Depuis un certain temps, Agadir est le centre d’un intérêt artistique particulier. Souvenons-nous de la polémique, en septembre 2020, autour du logo de la ville conçu par feu Mohammed Melehi. On raconta alors que l’artiste chevronné avait plagié le travail d’un débutant syrien, qui aurait produit le même logo pour Le Caire. Nous avons l’habitude de ce genre de discours auto-flagellateur qui tient à trouver l’origine de chaque création marocaine chez un étranger ; c’est la caractéristique du dominé. Mais le débat était une fumée annonciatrice. Qu’est-ce qui a fait que des organisations politiques de gauche comme de droite, de progressistes comme de conservateurs, se sont mises subitement à s’intéresser à l’esthétique ? On souleva des débats politiques houleux à cause d’un logo.

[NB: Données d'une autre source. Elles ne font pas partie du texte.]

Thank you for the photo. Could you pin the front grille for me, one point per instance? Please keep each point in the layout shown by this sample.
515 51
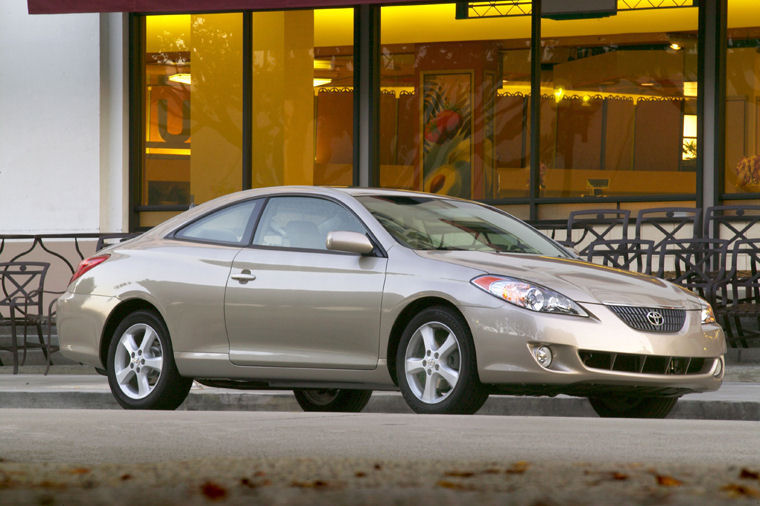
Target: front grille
644 364
636 318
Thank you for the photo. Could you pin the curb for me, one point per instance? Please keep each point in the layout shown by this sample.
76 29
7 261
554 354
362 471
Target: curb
381 402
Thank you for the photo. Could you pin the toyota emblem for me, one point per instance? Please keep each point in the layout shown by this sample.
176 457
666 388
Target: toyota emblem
655 318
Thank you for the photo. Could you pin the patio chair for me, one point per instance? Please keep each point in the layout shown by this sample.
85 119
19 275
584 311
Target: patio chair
595 225
698 265
740 317
21 307
626 254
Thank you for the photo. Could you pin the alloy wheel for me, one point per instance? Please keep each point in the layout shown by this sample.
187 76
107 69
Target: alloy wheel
432 362
138 361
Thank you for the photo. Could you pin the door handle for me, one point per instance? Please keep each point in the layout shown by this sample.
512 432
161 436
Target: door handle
244 276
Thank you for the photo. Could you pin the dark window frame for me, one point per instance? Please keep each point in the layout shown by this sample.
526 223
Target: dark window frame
365 167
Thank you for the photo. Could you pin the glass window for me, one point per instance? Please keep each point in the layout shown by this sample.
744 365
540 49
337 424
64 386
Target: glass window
425 223
742 165
619 104
454 102
228 225
192 77
302 102
303 222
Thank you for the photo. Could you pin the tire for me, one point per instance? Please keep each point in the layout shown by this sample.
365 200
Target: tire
338 400
633 407
141 370
435 364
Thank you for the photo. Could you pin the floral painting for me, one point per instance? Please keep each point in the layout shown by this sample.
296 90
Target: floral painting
447 133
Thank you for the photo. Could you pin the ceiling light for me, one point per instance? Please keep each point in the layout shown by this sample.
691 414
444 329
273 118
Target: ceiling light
323 64
180 78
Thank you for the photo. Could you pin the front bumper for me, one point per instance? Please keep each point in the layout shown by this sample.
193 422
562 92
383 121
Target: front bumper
504 337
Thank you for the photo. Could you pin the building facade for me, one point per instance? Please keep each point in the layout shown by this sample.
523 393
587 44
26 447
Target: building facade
115 121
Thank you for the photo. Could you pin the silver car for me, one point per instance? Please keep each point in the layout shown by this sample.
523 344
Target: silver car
335 292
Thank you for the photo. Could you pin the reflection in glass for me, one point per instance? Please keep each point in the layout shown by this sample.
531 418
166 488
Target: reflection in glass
619 104
453 102
193 108
302 102
742 164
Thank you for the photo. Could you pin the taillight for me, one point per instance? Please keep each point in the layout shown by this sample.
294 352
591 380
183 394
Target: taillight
87 264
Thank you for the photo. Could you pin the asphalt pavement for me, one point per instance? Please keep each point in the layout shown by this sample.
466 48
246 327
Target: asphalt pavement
76 387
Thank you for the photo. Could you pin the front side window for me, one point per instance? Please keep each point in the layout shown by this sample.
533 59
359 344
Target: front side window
424 223
303 223
228 225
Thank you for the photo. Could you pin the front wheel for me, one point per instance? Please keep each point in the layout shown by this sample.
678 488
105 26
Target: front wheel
436 367
141 369
333 399
633 407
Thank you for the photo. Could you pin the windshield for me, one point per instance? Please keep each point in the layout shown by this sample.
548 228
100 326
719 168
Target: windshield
426 223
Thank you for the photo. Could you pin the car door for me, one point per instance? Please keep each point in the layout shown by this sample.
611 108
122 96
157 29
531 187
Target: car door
189 273
292 303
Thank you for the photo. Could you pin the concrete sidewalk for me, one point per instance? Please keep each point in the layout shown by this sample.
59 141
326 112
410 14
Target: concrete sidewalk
738 398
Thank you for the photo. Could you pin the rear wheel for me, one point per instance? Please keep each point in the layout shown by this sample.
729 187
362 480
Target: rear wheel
633 407
141 369
436 367
333 399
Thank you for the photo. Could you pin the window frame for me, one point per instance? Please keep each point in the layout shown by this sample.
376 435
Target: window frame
709 168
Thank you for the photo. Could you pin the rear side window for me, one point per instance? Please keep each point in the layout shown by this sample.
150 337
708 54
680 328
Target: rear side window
303 223
230 225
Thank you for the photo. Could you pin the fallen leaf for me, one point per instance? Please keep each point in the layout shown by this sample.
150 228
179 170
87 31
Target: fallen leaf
51 484
252 484
459 474
454 486
213 491
518 467
740 490
667 481
310 484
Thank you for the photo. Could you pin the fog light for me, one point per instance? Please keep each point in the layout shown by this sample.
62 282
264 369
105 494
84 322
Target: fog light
718 369
543 355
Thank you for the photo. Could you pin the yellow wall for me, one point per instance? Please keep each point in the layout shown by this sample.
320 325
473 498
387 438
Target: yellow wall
283 98
216 105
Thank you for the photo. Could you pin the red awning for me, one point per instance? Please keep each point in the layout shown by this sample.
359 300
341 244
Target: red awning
167 6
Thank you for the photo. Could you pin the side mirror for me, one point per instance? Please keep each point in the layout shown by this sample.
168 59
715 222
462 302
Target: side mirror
350 242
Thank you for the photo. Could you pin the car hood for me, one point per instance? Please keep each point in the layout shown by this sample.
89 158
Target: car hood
579 280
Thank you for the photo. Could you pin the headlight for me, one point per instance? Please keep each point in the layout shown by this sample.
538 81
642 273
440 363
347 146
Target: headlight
707 314
528 295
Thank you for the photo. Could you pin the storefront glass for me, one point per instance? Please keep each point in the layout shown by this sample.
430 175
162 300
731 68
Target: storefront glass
193 91
302 102
619 104
301 105
742 133
454 102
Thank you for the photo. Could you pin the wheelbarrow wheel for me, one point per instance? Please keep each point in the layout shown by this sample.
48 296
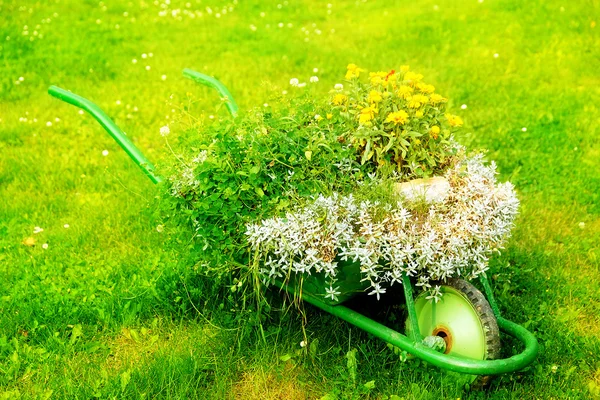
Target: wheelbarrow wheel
464 319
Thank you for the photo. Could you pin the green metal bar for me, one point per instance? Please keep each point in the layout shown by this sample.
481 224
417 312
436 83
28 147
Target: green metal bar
414 331
489 294
110 127
452 363
215 84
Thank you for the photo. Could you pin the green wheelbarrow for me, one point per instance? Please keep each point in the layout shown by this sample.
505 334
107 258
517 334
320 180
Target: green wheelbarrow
460 333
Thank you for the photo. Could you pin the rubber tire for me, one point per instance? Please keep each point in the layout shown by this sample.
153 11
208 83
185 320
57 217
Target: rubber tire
486 318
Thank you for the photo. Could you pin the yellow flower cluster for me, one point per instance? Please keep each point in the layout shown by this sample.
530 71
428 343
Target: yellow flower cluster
367 114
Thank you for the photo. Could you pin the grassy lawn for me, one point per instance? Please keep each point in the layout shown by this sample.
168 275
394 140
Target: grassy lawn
102 304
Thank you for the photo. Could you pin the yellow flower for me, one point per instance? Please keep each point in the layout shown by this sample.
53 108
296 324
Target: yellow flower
398 117
454 120
425 88
339 99
367 114
378 78
353 71
413 77
374 96
417 100
405 92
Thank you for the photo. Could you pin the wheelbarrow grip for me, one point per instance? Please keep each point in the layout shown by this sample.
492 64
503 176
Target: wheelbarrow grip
108 124
209 81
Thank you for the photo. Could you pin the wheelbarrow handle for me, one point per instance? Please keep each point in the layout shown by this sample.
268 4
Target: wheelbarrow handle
209 81
110 127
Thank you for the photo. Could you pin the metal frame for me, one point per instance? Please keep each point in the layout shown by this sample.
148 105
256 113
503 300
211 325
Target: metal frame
411 343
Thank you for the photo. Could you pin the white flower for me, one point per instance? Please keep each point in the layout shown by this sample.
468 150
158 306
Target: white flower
377 289
332 293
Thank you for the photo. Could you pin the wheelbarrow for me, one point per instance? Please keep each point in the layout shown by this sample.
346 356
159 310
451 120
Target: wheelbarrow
460 333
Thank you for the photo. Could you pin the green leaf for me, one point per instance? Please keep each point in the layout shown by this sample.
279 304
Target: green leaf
370 385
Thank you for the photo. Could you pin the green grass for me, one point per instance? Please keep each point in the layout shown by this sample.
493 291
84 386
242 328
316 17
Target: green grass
114 308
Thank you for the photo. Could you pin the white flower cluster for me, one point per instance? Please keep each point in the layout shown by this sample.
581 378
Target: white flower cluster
444 239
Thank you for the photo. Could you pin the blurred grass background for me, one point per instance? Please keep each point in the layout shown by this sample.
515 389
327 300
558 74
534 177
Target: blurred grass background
113 308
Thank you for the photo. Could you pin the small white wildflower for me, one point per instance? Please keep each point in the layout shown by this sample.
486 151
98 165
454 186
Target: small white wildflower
164 131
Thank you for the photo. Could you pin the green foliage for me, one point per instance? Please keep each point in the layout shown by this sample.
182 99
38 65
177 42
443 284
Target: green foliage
255 167
543 78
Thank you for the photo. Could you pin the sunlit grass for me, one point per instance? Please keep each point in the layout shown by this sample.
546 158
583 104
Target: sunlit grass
67 311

Même ceux qui n’avaient jamais entendu le mot sont devenus spécialistes en communication visuelle.
Mais depuis que nous avons su que des responsables de la chose artistique font sans cesse des allers-retours vers la capitale du Souss, les uns pour voir l’éventualité de création de musées, les autres pour voir la possibilité de créer des institution de formations artistiques, ou pour d’éventuelles affaires commerciales, il est devenu légitime de croire que la cavale contre le logo de feu Melehi n’était pas une simple curiosité artistique. Ce dont on est sûr aujourd’hui, c’est que la ville d’Agadir est susceptible de devenir un centre artistique du Grand Sud ; c’est du moins ce que révèlent les intentions couchées sur les papiers. On parle de plusieurs musées (De quoi ? On ne sait pas encore, faudrait-il aller poser la question à la Fondation des Musées ?). On parle aussi d’institution de formation artistique (École des beaux-Arts, comment ? De quelle manière ? Seules les autorités de la ville et peut-être le Ministère de la culture le savent…).
On entend vaguement murmurer ici et là que ce sont des directives royales. C’est du sérieux donc. On comprend pourquoi chacun cherche à se positionner et montrer son dévouement pour la ville. Mais si la bousculade politique n’est qu’une vitrine, qu’est-ce qui fait qu’Agadir retienne subitement l’intérêt ? Depuis quand les projets artistiques intéressent-ils les femmes et les hommes politiques ? Qu’est-ce qui se prépare au niveau économique et financier dans cette région de notre pays ? Ce ne sont certainement pas les quelques galeries, musées, ou même écoles d’art qui vont faire baver ceux qui se cachent derrière les politiques et les poussent à ce combat acharné autour d’un logo.
Cette ruée serait-elle vers l’or et non pas uniquement l’art? Si cela se réalise ce serait une première dans notre histoire : commencer par l’art et sa promotion avant la promotion immobilière et industrielle. Pourvu que ce démarrage évite à la ville d’Agadir les massacres urbains et architecturaux de Tanger, Casablanca ou Fès. Si ce n’est déjà trop tard.